New Delhi, India (BBN)- An ambitious gas pipeline project with Bangladesh and Myanmar has been revived after getting mothballed twice in the last decade.
India, Bangladesh and Myanmar are now reconsidering the pipeline plan connecting the three nations, reports the Telegraph.
Top officials said initially the pipeline would link Sitwe in Myanmar’s Arakan to Mizoram and Tripura in Northeast India and Chittagong in Bangladesh. The pipeline would extend to West Bengal on the Indian mainland and Assam and other Northeastern states on the eastern side.
Some 7,000 kms of pipeline would be required for the gas grid which could be used by all the three countries.
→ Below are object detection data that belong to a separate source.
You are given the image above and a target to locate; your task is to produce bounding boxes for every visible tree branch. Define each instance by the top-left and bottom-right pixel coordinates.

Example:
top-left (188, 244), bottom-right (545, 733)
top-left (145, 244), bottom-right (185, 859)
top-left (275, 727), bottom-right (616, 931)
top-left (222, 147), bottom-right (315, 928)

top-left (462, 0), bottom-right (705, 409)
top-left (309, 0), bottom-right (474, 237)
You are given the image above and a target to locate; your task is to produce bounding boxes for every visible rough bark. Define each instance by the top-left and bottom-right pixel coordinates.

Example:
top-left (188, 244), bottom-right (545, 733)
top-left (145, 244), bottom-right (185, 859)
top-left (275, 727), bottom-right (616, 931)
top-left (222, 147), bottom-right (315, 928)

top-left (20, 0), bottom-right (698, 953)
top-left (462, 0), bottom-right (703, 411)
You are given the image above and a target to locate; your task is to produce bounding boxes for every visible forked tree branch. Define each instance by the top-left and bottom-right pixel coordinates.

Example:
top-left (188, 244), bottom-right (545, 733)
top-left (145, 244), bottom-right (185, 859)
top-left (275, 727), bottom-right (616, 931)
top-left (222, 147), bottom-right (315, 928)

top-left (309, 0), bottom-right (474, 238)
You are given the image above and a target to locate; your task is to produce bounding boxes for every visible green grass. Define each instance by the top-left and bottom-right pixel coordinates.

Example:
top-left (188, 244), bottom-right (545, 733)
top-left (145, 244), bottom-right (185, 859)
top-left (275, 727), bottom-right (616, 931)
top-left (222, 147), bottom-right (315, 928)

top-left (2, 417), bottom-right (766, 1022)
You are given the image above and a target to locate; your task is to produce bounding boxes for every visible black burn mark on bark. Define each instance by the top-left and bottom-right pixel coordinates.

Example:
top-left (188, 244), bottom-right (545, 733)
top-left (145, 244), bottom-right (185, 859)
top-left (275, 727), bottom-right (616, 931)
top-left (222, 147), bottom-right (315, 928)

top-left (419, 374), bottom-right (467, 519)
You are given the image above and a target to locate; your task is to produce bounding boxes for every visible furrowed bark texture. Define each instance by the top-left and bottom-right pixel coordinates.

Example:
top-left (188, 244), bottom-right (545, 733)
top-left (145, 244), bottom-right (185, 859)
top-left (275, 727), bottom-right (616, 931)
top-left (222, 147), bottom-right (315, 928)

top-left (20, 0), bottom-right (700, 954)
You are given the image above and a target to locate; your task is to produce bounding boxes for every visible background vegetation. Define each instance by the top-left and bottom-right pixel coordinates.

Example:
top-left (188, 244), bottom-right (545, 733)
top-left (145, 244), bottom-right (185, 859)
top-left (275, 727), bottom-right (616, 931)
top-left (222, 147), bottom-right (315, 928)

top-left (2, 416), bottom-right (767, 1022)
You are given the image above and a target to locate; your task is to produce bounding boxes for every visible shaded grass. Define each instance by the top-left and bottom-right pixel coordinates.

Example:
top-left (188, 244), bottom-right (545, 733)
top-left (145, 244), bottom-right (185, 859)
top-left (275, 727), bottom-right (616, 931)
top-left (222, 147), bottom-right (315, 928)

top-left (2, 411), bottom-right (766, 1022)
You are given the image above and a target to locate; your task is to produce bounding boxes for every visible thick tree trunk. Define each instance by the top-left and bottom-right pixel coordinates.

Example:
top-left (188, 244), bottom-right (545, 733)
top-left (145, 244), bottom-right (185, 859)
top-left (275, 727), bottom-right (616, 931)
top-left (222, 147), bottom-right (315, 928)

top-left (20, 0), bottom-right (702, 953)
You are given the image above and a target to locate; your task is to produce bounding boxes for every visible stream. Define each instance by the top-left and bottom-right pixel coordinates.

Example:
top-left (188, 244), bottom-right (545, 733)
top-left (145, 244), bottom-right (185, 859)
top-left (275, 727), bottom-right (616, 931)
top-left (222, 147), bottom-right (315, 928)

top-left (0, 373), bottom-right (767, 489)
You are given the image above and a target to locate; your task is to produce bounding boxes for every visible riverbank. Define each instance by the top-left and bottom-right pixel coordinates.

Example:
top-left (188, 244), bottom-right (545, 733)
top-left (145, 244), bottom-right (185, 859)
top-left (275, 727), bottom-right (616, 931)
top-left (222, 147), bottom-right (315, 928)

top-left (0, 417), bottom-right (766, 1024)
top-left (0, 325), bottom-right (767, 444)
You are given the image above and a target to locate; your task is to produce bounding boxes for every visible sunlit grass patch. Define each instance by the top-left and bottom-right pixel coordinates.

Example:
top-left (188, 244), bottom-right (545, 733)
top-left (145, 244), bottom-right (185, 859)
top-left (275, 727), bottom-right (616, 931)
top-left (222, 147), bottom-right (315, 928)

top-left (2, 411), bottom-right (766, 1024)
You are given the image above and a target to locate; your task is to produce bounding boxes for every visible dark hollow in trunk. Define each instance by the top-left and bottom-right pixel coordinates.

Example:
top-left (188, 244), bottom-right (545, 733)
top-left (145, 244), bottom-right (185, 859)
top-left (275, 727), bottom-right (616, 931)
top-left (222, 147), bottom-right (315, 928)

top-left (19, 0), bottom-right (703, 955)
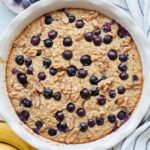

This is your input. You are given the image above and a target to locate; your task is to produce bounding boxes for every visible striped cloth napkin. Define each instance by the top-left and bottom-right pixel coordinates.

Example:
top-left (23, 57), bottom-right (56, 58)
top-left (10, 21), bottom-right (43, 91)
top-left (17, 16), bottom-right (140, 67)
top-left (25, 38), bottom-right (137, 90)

top-left (109, 0), bottom-right (150, 150)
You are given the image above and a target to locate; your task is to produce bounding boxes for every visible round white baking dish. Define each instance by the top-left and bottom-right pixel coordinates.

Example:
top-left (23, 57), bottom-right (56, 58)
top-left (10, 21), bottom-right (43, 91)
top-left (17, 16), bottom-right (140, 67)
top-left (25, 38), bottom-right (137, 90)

top-left (0, 0), bottom-right (150, 150)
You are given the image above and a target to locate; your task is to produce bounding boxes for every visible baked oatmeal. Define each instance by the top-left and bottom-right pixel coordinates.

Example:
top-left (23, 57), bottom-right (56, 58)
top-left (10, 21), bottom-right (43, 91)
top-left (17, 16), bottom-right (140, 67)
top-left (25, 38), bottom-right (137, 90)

top-left (6, 9), bottom-right (143, 144)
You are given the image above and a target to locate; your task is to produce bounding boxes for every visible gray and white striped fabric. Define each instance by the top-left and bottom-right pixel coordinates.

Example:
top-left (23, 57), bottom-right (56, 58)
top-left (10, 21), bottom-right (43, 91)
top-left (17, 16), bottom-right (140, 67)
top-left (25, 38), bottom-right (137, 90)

top-left (108, 0), bottom-right (150, 150)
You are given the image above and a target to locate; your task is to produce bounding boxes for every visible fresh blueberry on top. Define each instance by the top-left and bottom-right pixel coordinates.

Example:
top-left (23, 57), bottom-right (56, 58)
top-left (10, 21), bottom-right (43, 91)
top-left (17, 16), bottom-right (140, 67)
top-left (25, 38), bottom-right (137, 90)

top-left (119, 72), bottom-right (129, 80)
top-left (118, 63), bottom-right (128, 72)
top-left (20, 98), bottom-right (32, 108)
top-left (57, 122), bottom-right (68, 132)
top-left (76, 108), bottom-right (86, 117)
top-left (53, 92), bottom-right (61, 101)
top-left (119, 54), bottom-right (128, 62)
top-left (35, 120), bottom-right (43, 129)
top-left (93, 36), bottom-right (102, 46)
top-left (15, 55), bottom-right (24, 66)
top-left (75, 19), bottom-right (84, 29)
top-left (80, 55), bottom-right (92, 66)
top-left (48, 128), bottom-right (57, 136)
top-left (90, 76), bottom-right (98, 85)
top-left (107, 49), bottom-right (118, 60)
top-left (102, 23), bottom-right (111, 33)
top-left (25, 58), bottom-right (32, 67)
top-left (103, 35), bottom-right (113, 44)
top-left (62, 50), bottom-right (73, 60)
top-left (67, 66), bottom-right (77, 77)
top-left (43, 58), bottom-right (52, 68)
top-left (43, 88), bottom-right (53, 99)
top-left (84, 32), bottom-right (93, 42)
top-left (44, 39), bottom-right (53, 48)
top-left (49, 68), bottom-right (58, 76)
top-left (48, 30), bottom-right (58, 40)
top-left (87, 119), bottom-right (96, 128)
top-left (66, 103), bottom-right (76, 112)
top-left (17, 72), bottom-right (28, 85)
top-left (118, 86), bottom-right (126, 94)
top-left (31, 35), bottom-right (41, 46)
top-left (79, 122), bottom-right (88, 132)
top-left (97, 95), bottom-right (106, 106)
top-left (63, 37), bottom-right (73, 47)
top-left (117, 111), bottom-right (126, 120)
top-left (55, 111), bottom-right (65, 121)
top-left (45, 16), bottom-right (53, 25)
top-left (96, 117), bottom-right (104, 126)
top-left (93, 29), bottom-right (101, 36)
top-left (80, 88), bottom-right (91, 99)
top-left (108, 114), bottom-right (116, 123)
top-left (38, 72), bottom-right (46, 81)
top-left (77, 69), bottom-right (88, 78)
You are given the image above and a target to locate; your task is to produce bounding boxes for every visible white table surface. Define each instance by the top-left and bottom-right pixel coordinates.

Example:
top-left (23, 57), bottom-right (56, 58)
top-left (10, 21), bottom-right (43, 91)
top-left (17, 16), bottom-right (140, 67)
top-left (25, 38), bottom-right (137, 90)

top-left (0, 0), bottom-right (15, 120)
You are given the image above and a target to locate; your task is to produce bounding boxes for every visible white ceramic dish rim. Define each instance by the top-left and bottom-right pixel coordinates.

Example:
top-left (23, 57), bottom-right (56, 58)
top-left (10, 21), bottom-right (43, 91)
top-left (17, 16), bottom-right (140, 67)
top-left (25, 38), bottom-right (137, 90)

top-left (0, 0), bottom-right (150, 150)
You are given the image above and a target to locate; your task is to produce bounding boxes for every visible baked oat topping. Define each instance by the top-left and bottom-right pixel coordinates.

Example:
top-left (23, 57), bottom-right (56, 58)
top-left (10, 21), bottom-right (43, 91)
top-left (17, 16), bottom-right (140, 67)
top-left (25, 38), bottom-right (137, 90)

top-left (6, 9), bottom-right (143, 144)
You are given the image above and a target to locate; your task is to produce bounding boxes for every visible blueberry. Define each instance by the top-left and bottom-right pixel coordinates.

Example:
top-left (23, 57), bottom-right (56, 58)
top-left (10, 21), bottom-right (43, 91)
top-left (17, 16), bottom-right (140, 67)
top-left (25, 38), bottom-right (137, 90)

top-left (108, 114), bottom-right (116, 123)
top-left (63, 37), bottom-right (73, 47)
top-left (15, 55), bottom-right (24, 66)
top-left (45, 16), bottom-right (53, 25)
top-left (103, 35), bottom-right (113, 44)
top-left (48, 30), bottom-right (58, 40)
top-left (17, 110), bottom-right (30, 123)
top-left (75, 19), bottom-right (84, 29)
top-left (48, 128), bottom-right (57, 136)
top-left (49, 68), bottom-right (58, 76)
top-left (93, 36), bottom-right (102, 46)
top-left (93, 29), bottom-right (101, 36)
top-left (87, 119), bottom-right (96, 128)
top-left (17, 72), bottom-right (28, 85)
top-left (102, 23), bottom-right (111, 33)
top-left (97, 95), bottom-right (106, 106)
top-left (25, 58), bottom-right (32, 67)
top-left (55, 111), bottom-right (65, 121)
top-left (109, 90), bottom-right (116, 98)
top-left (35, 120), bottom-right (43, 129)
top-left (96, 117), bottom-right (104, 126)
top-left (91, 88), bottom-right (99, 96)
top-left (36, 50), bottom-right (42, 56)
top-left (43, 88), bottom-right (53, 99)
top-left (30, 0), bottom-right (40, 4)
top-left (20, 98), bottom-right (32, 108)
top-left (77, 69), bottom-right (88, 78)
top-left (54, 92), bottom-right (61, 101)
top-left (38, 72), bottom-right (46, 81)
top-left (43, 58), bottom-right (52, 68)
top-left (84, 32), bottom-right (93, 42)
top-left (76, 108), bottom-right (86, 117)
top-left (80, 55), bottom-right (92, 66)
top-left (90, 76), bottom-right (98, 85)
top-left (79, 122), bottom-right (88, 132)
top-left (67, 66), bottom-right (77, 77)
top-left (119, 72), bottom-right (129, 80)
top-left (27, 67), bottom-right (33, 75)
top-left (80, 88), bottom-right (91, 99)
top-left (62, 50), bottom-right (73, 60)
top-left (119, 54), bottom-right (128, 62)
top-left (66, 103), bottom-right (75, 112)
top-left (118, 86), bottom-right (126, 94)
top-left (117, 111), bottom-right (126, 120)
top-left (22, 0), bottom-right (30, 9)
top-left (44, 39), bottom-right (53, 48)
top-left (31, 35), bottom-right (41, 46)
top-left (57, 122), bottom-right (68, 132)
top-left (107, 49), bottom-right (118, 60)
top-left (118, 63), bottom-right (128, 72)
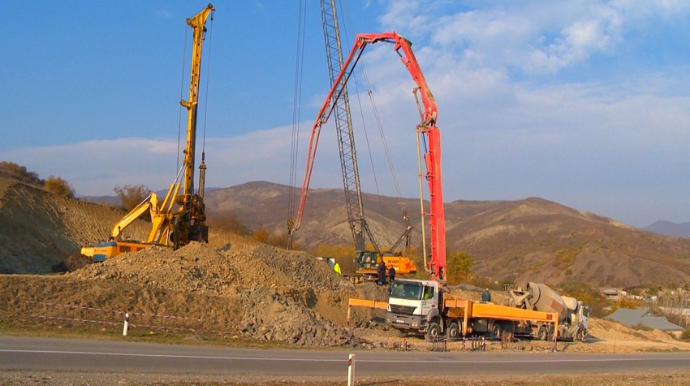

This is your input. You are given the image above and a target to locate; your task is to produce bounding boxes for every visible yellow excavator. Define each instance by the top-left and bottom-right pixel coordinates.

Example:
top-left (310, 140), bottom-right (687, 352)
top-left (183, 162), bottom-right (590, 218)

top-left (81, 4), bottom-right (215, 261)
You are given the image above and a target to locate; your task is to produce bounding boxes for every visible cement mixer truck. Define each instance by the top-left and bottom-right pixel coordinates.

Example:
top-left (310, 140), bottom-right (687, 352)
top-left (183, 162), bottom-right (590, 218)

top-left (509, 283), bottom-right (589, 342)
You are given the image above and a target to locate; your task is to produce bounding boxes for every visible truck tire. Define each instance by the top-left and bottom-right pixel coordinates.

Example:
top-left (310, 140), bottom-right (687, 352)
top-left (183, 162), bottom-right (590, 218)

top-left (446, 320), bottom-right (460, 341)
top-left (426, 322), bottom-right (441, 342)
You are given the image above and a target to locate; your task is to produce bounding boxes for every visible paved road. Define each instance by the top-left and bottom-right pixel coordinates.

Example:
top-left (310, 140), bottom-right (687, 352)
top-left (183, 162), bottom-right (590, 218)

top-left (0, 336), bottom-right (690, 377)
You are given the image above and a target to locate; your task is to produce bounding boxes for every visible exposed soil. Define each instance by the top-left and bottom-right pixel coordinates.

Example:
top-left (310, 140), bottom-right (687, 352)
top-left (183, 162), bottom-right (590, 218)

top-left (0, 180), bottom-right (690, 352)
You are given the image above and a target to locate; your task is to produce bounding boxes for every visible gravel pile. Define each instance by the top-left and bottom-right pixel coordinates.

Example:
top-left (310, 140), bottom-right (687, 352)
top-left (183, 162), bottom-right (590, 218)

top-left (66, 242), bottom-right (385, 347)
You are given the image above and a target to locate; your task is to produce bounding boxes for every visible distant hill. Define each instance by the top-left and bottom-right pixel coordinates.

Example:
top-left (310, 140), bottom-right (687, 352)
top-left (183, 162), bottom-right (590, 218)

top-left (642, 220), bottom-right (690, 237)
top-left (8, 178), bottom-right (690, 287)
top-left (206, 182), bottom-right (690, 287)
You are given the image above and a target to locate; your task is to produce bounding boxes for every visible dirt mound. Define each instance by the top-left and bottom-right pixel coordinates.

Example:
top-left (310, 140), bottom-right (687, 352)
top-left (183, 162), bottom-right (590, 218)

top-left (14, 243), bottom-right (385, 347)
top-left (0, 178), bottom-right (147, 274)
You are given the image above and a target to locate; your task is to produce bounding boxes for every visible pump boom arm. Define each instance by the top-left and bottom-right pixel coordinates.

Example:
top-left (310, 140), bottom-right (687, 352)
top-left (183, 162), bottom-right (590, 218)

top-left (288, 32), bottom-right (446, 280)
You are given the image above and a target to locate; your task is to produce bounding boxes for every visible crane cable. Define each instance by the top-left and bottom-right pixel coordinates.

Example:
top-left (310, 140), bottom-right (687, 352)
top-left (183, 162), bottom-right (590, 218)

Myanmar and Assam and Tripura in Northeast India would be pumping gas into the grid for sale and supply to mainland India and Bangladesh.
The pipeline project had figured during Prime Minister Narendra Modi’s talks with his Bangladesh counterpart Prime Minister Sheikh Hasina two years back. Officials said GAIL, ONGC and Bangladesh Petroleum Corporation held preliminary talks.
India had proposed a cross-country gas pipeline in the first half of the last decade to evacuate gas pumped out from offshore fields in Myanmar awarded to Indian companies. The then government in Dhaka under Khaleda Zia had not agreed to the proposal.
However, with Bangladesh’s economy growing at a spanking 6 per cent rate, the South Asian nation has turned into an energy-starved country and is now keen to buy energy from its neighbours and a pipeline would obviously help.
“We are in need of energy resources and would be willing to consider proposals to bring energy to our country,” said Noman Chowdhury, deputy high commissioner of Bangladesh. Bangladesh government sources said the country was keen on buying gas both from Myanmar as well as from Tripura, “if a gas-pipeline is set up.”
In 2010, the pipeline proposal had cropped up once again, but by then Myanmar was disinterested as a rival facility was already carrying gas from Myanmar through the Shan and Chin states into China. The 2,338km Myanmar-Yunan pipeline will supply some 6.5 trillion cubic feet of gas over a 30-year-period to China.
However new offshore discoveries and Myanmar’s desire to have alternate markets which could balance China have helped to revive plans. Myanmar is estimated to have some 90 cubic feet of gas reserves.
An Indian delegation had sounded out Myanmar officials during a recent visit to that country.
Officials said once the pipeline crossed all hurdles and is built, it could link up with existing the Indian gas grid. India is already building a multi-modal transportation system connecting Sitwe with Aizwal in Mizoram. A gas pipeline within Tripura is already being laid out.